Ok, a couple more: If everybody that does their very best to do the stuff they do today in flash would seriously try their hand at JavaScript the need for flash would be relegated to very few sites. And it wouldn't hurt to have browsers support H.263/H.264 natively either.



If Javascript/HTML/CSS had the cross-browser support for scripting, display, formatting, etc that Flash/Flex does, I'm sure more people would consider it a serious option.

There are many things that can be done in Flex that are impossible or extremely hard and fiddly in Javascript (and I'm not talking about animations, but about user workflow tasks like uploading a bunch of files). There are many other things that can easily be done in HTML/CSS/JS but don't quite work across all major browsers. That last 1% really kills you by taking a huge chunk of time to fix.

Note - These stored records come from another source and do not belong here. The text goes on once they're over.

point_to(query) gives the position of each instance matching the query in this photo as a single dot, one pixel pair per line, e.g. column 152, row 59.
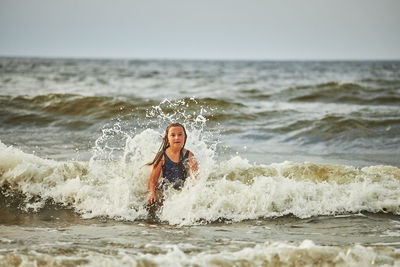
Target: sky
column 202, row 29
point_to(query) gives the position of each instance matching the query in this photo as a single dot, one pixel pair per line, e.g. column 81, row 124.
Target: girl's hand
column 153, row 198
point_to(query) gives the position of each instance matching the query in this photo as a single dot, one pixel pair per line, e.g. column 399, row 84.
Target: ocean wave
column 233, row 190
column 99, row 107
column 343, row 92
column 39, row 107
column 305, row 253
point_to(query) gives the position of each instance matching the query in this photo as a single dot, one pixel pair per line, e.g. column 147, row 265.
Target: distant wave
column 337, row 92
column 231, row 190
column 43, row 109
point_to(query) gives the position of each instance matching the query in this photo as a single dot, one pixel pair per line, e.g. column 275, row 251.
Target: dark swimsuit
column 172, row 173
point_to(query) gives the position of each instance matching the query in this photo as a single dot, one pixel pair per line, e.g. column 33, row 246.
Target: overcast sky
column 201, row 29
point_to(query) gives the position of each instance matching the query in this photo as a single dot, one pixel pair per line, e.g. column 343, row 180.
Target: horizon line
column 194, row 58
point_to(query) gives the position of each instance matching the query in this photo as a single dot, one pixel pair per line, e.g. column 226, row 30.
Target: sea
column 299, row 162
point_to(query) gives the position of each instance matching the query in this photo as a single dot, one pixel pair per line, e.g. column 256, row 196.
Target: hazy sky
column 202, row 29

Flex interfaces, on the other hand, work exactly the same no matter what browser you're using. Many of our clients are still stuck on IE6 because of corporate policies. Trying to reproduce our interface in Javascript would be very hard and wouldn't work properly for most of them.

To paraphrase you, if Javascript had more of the capabilities of Flash maybe Flash wouldn't be needed.


On word: typefaces. (translation: vector fonts).


What if the standards suck? Sorry but Javascript doesn't cut it for a lot of things (video for one).

Web standards unfortunately move at an insanely slow pace. So sometimes you have to go beyond them.